Friday, 16 February 2024

Headlam welcomes his poet

Headlam's intro is of interest. His title page dedicates his translation to his slightly older contemporary and fellow Cambridge classicist, Hugh Vibart MacNaghten, just as (he goes on to say) Meleager had offered his Garland to his own 'friend' Diocles (MacNaghten, a big name at Eton, never married). And he begins with a sweet verse encomium:

With whatsoever skill is ours
we Meleager praise,
the amorous nature, fond of flowers,
the master of sweet phrase:

We Meleager praise, that well
of unkind Love's despite
could tell in song, in song could tell
of kindly Love's delight

Foreign of race are we, that own
too harsh a voice to sing,
music of more entrancing tone,
to praise him, borrowing.

And yet no stranger he, nor dead,
for him among all men
the Muses have established
a deathless denizen.
The last stanza is a shout-out a famous self-epitaph (one of several) in which Meleager declares his cosmopolitanism, AP 7.417. Here are the relevant lines of my own translation of it:

And what surprise, good friend who passes by,
If MELEAGER is a Syrian?
For we are citizens of all the world;
It is one nation,
and the same expanse
Gives birth to all of us...
I recall how bittersweet it was to translate from Meleager for the World's Classics as my own nation turned its back on community with its neighbours. More on Headlam's introductory matter another time.



Friday, 2 February 2024

Headlam's Meleager phase

The tail end of 2023 was a time when obscure old translations of Meleager fell into my lap. I've blogged recently about ur-Imagist Richard Aldington's version, and had been all set up to move onto Frederick Adam Wright (don't worry, we'll get there) when a casual mention in his preface sent me off on a tangent -- to Walter Headlam.

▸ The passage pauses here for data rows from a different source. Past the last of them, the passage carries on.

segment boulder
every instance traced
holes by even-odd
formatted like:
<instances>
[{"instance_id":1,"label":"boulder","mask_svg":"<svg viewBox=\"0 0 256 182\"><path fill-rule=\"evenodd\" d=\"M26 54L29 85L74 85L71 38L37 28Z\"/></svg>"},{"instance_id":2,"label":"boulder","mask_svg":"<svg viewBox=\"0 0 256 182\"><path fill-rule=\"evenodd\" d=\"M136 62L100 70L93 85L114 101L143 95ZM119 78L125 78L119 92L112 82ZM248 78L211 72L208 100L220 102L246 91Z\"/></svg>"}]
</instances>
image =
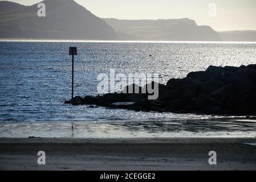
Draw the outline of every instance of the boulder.
<instances>
[{"instance_id":1,"label":"boulder","mask_svg":"<svg viewBox=\"0 0 256 182\"><path fill-rule=\"evenodd\" d=\"M131 84L130 85L125 86L123 90L123 93L125 94L141 93L142 88L136 84Z\"/></svg>"},{"instance_id":2,"label":"boulder","mask_svg":"<svg viewBox=\"0 0 256 182\"><path fill-rule=\"evenodd\" d=\"M182 89L182 93L183 95L189 94L190 97L194 97L197 95L198 90L198 86L197 84L184 84Z\"/></svg>"},{"instance_id":3,"label":"boulder","mask_svg":"<svg viewBox=\"0 0 256 182\"><path fill-rule=\"evenodd\" d=\"M194 72L188 74L187 77L196 78L198 80L204 81L206 80L206 74L205 72Z\"/></svg>"},{"instance_id":4,"label":"boulder","mask_svg":"<svg viewBox=\"0 0 256 182\"><path fill-rule=\"evenodd\" d=\"M180 78L172 78L168 81L166 86L168 89L181 89L184 84L184 80Z\"/></svg>"},{"instance_id":5,"label":"boulder","mask_svg":"<svg viewBox=\"0 0 256 182\"><path fill-rule=\"evenodd\" d=\"M86 96L83 99L83 102L86 104L97 104L100 100L100 97Z\"/></svg>"},{"instance_id":6,"label":"boulder","mask_svg":"<svg viewBox=\"0 0 256 182\"><path fill-rule=\"evenodd\" d=\"M75 97L69 101L66 101L65 104L72 104L74 106L85 105L83 102L83 98L79 96Z\"/></svg>"},{"instance_id":7,"label":"boulder","mask_svg":"<svg viewBox=\"0 0 256 182\"><path fill-rule=\"evenodd\" d=\"M222 80L223 79L222 74L224 72L225 70L223 67L210 66L205 71L204 80Z\"/></svg>"},{"instance_id":8,"label":"boulder","mask_svg":"<svg viewBox=\"0 0 256 182\"><path fill-rule=\"evenodd\" d=\"M234 92L232 84L228 84L213 91L210 96L218 101L223 101L227 97L233 94Z\"/></svg>"},{"instance_id":9,"label":"boulder","mask_svg":"<svg viewBox=\"0 0 256 182\"><path fill-rule=\"evenodd\" d=\"M188 104L188 101L185 99L177 99L171 101L169 103L169 108L175 111L182 110Z\"/></svg>"},{"instance_id":10,"label":"boulder","mask_svg":"<svg viewBox=\"0 0 256 182\"><path fill-rule=\"evenodd\" d=\"M225 84L232 84L236 90L244 90L253 85L251 79L242 75L231 76L225 80Z\"/></svg>"},{"instance_id":11,"label":"boulder","mask_svg":"<svg viewBox=\"0 0 256 182\"><path fill-rule=\"evenodd\" d=\"M225 67L224 71L229 72L235 72L239 68L235 67Z\"/></svg>"},{"instance_id":12,"label":"boulder","mask_svg":"<svg viewBox=\"0 0 256 182\"><path fill-rule=\"evenodd\" d=\"M208 80L202 82L198 85L201 93L211 93L224 85L224 82L218 80Z\"/></svg>"},{"instance_id":13,"label":"boulder","mask_svg":"<svg viewBox=\"0 0 256 182\"><path fill-rule=\"evenodd\" d=\"M139 102L141 100L147 100L148 98L148 95L146 94L132 94L128 96L127 98L127 102Z\"/></svg>"},{"instance_id":14,"label":"boulder","mask_svg":"<svg viewBox=\"0 0 256 182\"><path fill-rule=\"evenodd\" d=\"M235 73L239 76L247 77L256 82L256 69L242 69L238 70Z\"/></svg>"},{"instance_id":15,"label":"boulder","mask_svg":"<svg viewBox=\"0 0 256 182\"><path fill-rule=\"evenodd\" d=\"M253 69L256 70L256 64L250 64L246 67L248 69Z\"/></svg>"},{"instance_id":16,"label":"boulder","mask_svg":"<svg viewBox=\"0 0 256 182\"><path fill-rule=\"evenodd\" d=\"M166 90L163 94L160 96L159 100L164 102L169 102L171 100L180 98L181 93L181 89L180 89Z\"/></svg>"}]
</instances>

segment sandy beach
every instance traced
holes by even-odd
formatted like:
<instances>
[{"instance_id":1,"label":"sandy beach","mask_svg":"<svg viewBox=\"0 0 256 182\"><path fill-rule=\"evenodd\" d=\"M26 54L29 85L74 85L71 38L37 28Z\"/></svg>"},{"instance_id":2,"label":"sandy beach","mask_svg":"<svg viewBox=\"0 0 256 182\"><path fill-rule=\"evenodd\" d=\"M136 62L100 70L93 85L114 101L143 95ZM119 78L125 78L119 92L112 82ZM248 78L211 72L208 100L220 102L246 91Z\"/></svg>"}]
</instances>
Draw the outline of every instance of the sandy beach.
<instances>
[{"instance_id":1,"label":"sandy beach","mask_svg":"<svg viewBox=\"0 0 256 182\"><path fill-rule=\"evenodd\" d=\"M1 170L255 170L256 138L1 138ZM46 164L37 163L44 151ZM217 164L209 164L210 151Z\"/></svg>"}]
</instances>

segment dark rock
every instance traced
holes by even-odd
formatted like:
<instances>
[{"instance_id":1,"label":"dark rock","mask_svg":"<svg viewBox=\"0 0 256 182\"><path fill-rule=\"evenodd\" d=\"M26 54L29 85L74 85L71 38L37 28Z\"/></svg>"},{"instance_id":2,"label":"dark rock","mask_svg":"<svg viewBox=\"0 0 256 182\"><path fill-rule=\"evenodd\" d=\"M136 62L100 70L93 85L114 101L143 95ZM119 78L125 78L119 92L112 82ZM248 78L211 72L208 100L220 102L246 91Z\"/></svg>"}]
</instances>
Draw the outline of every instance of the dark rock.
<instances>
[{"instance_id":1,"label":"dark rock","mask_svg":"<svg viewBox=\"0 0 256 182\"><path fill-rule=\"evenodd\" d=\"M236 72L239 68L235 67L225 67L224 70L226 72Z\"/></svg>"},{"instance_id":2,"label":"dark rock","mask_svg":"<svg viewBox=\"0 0 256 182\"><path fill-rule=\"evenodd\" d=\"M86 104L83 102L83 98L79 96L75 97L69 101L65 102L66 104L72 104L74 106L85 105Z\"/></svg>"},{"instance_id":3,"label":"dark rock","mask_svg":"<svg viewBox=\"0 0 256 182\"><path fill-rule=\"evenodd\" d=\"M83 99L83 102L86 104L97 104L100 100L100 97L86 96Z\"/></svg>"},{"instance_id":4,"label":"dark rock","mask_svg":"<svg viewBox=\"0 0 256 182\"><path fill-rule=\"evenodd\" d=\"M169 89L181 89L184 84L184 80L180 78L172 78L168 81L166 86Z\"/></svg>"},{"instance_id":5,"label":"dark rock","mask_svg":"<svg viewBox=\"0 0 256 182\"><path fill-rule=\"evenodd\" d=\"M248 69L253 69L256 70L256 64L250 64L246 67Z\"/></svg>"},{"instance_id":6,"label":"dark rock","mask_svg":"<svg viewBox=\"0 0 256 182\"><path fill-rule=\"evenodd\" d=\"M192 97L194 97L197 95L198 92L198 86L196 84L185 84L182 89L183 94L189 93Z\"/></svg>"},{"instance_id":7,"label":"dark rock","mask_svg":"<svg viewBox=\"0 0 256 182\"><path fill-rule=\"evenodd\" d=\"M194 78L196 78L200 81L206 81L206 74L205 72L194 72L189 73L187 76L187 77Z\"/></svg>"},{"instance_id":8,"label":"dark rock","mask_svg":"<svg viewBox=\"0 0 256 182\"><path fill-rule=\"evenodd\" d=\"M223 81L218 80L208 80L201 82L198 85L200 92L210 93L224 85Z\"/></svg>"},{"instance_id":9,"label":"dark rock","mask_svg":"<svg viewBox=\"0 0 256 182\"><path fill-rule=\"evenodd\" d=\"M146 94L132 94L128 96L127 98L128 102L139 102L141 100L144 100L147 99L148 95Z\"/></svg>"},{"instance_id":10,"label":"dark rock","mask_svg":"<svg viewBox=\"0 0 256 182\"><path fill-rule=\"evenodd\" d=\"M94 108L99 108L99 107L98 106L90 106L87 107L87 108L94 109Z\"/></svg>"},{"instance_id":11,"label":"dark rock","mask_svg":"<svg viewBox=\"0 0 256 182\"><path fill-rule=\"evenodd\" d=\"M234 90L232 84L225 85L215 91L213 91L210 96L219 101L224 101L227 97L233 94Z\"/></svg>"},{"instance_id":12,"label":"dark rock","mask_svg":"<svg viewBox=\"0 0 256 182\"><path fill-rule=\"evenodd\" d=\"M244 76L231 76L225 81L225 84L232 84L235 90L244 89L253 84L249 78Z\"/></svg>"},{"instance_id":13,"label":"dark rock","mask_svg":"<svg viewBox=\"0 0 256 182\"><path fill-rule=\"evenodd\" d=\"M138 85L131 84L125 86L123 90L123 93L129 94L142 93L142 88Z\"/></svg>"},{"instance_id":14,"label":"dark rock","mask_svg":"<svg viewBox=\"0 0 256 182\"><path fill-rule=\"evenodd\" d=\"M242 97L238 102L235 112L242 115L251 114L256 113L256 97L254 95L245 95Z\"/></svg>"},{"instance_id":15,"label":"dark rock","mask_svg":"<svg viewBox=\"0 0 256 182\"><path fill-rule=\"evenodd\" d=\"M182 110L188 104L188 101L185 99L174 100L169 104L169 107L174 110Z\"/></svg>"},{"instance_id":16,"label":"dark rock","mask_svg":"<svg viewBox=\"0 0 256 182\"><path fill-rule=\"evenodd\" d=\"M239 76L245 76L250 78L253 81L256 82L256 70L253 69L242 69L238 70L236 72Z\"/></svg>"},{"instance_id":17,"label":"dark rock","mask_svg":"<svg viewBox=\"0 0 256 182\"><path fill-rule=\"evenodd\" d=\"M164 102L169 102L171 100L178 99L181 97L181 89L173 89L166 90L160 96L159 100Z\"/></svg>"},{"instance_id":18,"label":"dark rock","mask_svg":"<svg viewBox=\"0 0 256 182\"><path fill-rule=\"evenodd\" d=\"M205 72L192 72L184 78L170 79L166 86L156 83L159 97L150 100L151 93L146 91L156 89L155 83L143 88L135 84L127 86L127 93L76 97L65 104L144 111L256 115L256 65L239 68L210 66Z\"/></svg>"}]
</instances>

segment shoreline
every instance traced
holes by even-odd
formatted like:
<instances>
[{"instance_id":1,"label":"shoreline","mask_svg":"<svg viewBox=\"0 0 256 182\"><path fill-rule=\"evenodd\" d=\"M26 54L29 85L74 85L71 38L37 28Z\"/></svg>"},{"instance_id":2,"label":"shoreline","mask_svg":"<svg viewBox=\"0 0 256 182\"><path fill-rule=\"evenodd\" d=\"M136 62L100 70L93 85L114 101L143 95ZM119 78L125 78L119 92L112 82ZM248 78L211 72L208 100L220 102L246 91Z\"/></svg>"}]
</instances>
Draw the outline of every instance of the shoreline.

If you're not a classicist, take it from me that this is a famous name. Walter Headlam (1866-1908) was among the foremost British classical scholars of the 1890s and 1900s, a specialist in Greek verse and an expert composer of it as well. His university chums included M. R. James (Ghost Stories of an Antiquary) and was on close terms with the elderly John Addington Symonds (Studies of the Greek Poets). He merits his own Wikipedia page which I recommend you read.

Headlam's Fifty Poems of Meleager, with a Translation (1890) is a rare book. He made most of the versions in his student years and the rest soon afterwards. In a memoir written to introduce his posthumous edition of Walter's letters and poems (1910), his brother Cecil recalls the post-graduation trip that made a palaeographer of him:

I accompanied him in the autumn of 1889 when he visited Florence with this object in view. Work upon a new subject amidst new surroundings is always curiously more fatiguing than work of an apparently similar amount in a familiar place. I well remember how Walter used to work to the pitch of exhaustion at his manuscripts in the libraries, whilst I amused myself in the picture-galleries and in the lovely environs of the town. His spare moments he occupied in translating Meleager and writing amusing verses for his friends.

Among the collected letters are the following, written in 1905 to Gilbert Murray and asking him to look over the proofs of A Book of Greek Verse (1907), the work for which Headlam is now best remembered:

...I hope I am not trespassing on any preserves of yours; there’s no Euripides, but some choruses of Aeschylus and Sophocles, and what I think will be liked, the Φαρμακεύτριαι and Θαλύσια of Theocritus, and a number of epigrams—better, I hope, than some of Meleager’s which I turned off in my inexperienced youth and published, but soon withdrew because I thought them cheap and poor. You might strike out the worser of the variants...

Ten such variants made it into A Book of Greek Verse in modified form.

One can of course find Fifty Poems of Meleager online now, and I'll say a little about it in subsequent posts.